Geld für den bleibenden Schaden

Die Unfallversicherer zahlen einmalig eine Integritätsentschädigung, falls der Unfall einen bleibenden Gesundheitsschaden verursachte. Sie beträgt maximal 126 000 Franken.

Wer von einer Erkrankung einen bleibenden Schaden davonträgt, wird für diese Unbilden nicht entschädigt. Das Krankenversicherungsgesetz (KVG) sieht keine Integritätsentschädigung vor. Anders beim Unfallversicherungsgesetz (UVG): «Erleidet der Versicherte durch den Unfall eine dauernde erhebliche Schädigung der körperlichen, geistigen oder psychischen Integrität, so hat er Anspruch auf eine angemessene Integritätsentschädigung», steht in Artikel 24 UVG.

Verlust eines Körperteils

Was der Bundesrat unter «angemessen» versteht, beschreibt er in der Verordnung über die Unfallversicherung. Der Verlust eines Fusses berechtigt zu einer Integritätsentschädigung von 30 Prozent, der Verlust der Milz zu einer von 10 Prozent und der Verlust von mindestens zwei Gliedern eines Langfingers zu einer von 5 Prozent.
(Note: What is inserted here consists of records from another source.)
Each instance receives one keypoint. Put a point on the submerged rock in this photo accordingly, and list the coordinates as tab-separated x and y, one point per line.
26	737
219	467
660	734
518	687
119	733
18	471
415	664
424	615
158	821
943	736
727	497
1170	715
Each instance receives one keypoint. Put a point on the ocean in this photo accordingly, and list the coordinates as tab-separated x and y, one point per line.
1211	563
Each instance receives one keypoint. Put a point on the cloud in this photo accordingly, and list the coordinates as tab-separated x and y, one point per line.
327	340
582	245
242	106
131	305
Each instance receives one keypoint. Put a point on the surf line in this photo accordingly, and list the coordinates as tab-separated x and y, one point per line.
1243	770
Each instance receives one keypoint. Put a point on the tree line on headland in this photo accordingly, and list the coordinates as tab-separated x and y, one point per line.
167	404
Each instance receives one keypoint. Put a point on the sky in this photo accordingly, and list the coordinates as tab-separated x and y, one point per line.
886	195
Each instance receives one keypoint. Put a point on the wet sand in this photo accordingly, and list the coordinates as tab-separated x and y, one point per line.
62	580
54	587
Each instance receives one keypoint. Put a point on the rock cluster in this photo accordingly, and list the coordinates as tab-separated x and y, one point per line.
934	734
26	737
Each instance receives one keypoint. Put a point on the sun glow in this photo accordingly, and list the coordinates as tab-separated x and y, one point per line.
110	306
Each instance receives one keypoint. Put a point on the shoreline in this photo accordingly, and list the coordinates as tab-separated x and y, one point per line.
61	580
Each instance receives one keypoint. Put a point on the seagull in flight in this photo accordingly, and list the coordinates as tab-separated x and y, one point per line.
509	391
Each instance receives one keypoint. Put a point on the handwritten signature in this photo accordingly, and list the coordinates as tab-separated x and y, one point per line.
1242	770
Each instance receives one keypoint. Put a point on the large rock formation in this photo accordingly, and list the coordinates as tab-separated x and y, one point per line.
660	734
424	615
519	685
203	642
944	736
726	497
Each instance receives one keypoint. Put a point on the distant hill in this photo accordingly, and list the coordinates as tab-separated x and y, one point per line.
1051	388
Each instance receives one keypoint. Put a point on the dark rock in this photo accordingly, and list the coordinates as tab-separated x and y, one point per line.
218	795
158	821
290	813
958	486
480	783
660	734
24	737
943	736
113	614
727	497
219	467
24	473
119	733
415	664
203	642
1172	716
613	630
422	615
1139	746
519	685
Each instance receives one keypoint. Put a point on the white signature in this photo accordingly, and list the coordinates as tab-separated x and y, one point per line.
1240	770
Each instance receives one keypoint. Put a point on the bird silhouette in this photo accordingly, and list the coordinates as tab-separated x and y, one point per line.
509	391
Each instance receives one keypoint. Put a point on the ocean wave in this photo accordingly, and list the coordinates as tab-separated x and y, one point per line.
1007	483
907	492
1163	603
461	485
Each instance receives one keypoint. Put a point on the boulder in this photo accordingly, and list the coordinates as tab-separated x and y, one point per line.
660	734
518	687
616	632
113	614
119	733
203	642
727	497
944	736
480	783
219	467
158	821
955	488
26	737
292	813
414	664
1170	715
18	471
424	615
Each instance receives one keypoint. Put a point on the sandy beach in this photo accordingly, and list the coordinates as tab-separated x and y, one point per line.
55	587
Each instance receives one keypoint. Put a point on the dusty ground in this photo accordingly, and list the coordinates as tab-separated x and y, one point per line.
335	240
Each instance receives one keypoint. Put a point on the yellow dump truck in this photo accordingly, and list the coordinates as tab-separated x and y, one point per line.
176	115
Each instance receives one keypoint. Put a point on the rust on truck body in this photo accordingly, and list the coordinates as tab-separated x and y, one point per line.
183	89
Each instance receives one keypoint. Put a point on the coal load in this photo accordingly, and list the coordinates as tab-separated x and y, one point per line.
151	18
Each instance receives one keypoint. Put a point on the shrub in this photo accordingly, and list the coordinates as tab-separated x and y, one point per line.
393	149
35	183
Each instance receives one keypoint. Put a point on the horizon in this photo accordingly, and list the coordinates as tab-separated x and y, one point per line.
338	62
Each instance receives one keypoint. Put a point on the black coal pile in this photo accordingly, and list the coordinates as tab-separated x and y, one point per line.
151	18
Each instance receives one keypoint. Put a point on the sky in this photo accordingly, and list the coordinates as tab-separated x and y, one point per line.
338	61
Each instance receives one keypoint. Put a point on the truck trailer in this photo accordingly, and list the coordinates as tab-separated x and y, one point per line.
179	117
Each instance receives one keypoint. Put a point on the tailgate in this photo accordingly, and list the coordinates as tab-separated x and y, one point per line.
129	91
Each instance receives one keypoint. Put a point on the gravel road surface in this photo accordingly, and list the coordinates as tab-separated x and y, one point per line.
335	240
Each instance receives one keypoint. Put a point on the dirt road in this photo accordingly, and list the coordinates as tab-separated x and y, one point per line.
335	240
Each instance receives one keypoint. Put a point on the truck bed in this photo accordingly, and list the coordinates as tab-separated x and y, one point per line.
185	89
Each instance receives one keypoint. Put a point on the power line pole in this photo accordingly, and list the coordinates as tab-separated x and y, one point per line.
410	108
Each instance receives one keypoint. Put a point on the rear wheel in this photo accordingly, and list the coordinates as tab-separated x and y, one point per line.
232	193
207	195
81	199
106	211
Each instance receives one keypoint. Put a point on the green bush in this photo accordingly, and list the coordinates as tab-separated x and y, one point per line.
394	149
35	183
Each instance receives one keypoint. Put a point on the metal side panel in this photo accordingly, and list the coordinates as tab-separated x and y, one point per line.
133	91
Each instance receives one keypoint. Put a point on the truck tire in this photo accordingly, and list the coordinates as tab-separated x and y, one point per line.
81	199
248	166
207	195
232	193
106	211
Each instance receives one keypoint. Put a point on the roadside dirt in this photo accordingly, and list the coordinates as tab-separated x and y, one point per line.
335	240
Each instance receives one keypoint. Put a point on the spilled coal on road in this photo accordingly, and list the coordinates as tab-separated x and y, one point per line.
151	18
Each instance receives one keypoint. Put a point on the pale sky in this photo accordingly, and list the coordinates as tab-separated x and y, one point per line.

Die Verordnung nennt 30 solcher Gebrechen. Die Entschädigung beziffert sich in Prozent des maximal versicherten Jahreslohnes von 126 000 Franken. Die Höhe der Entschädigung ist also allein vom Gesundheitsschaden abhängig. Die Frage der Erwerbsfähigkeit ist im Gegensatz zur Invaliditätsrente unerheblich. Und sollte die Erwerbsfähigkeit als Folge des Unfalls eingeschränkt sein, so erhält der Verunfallte unabhängig von der Integritätsentschädigung eine Rente.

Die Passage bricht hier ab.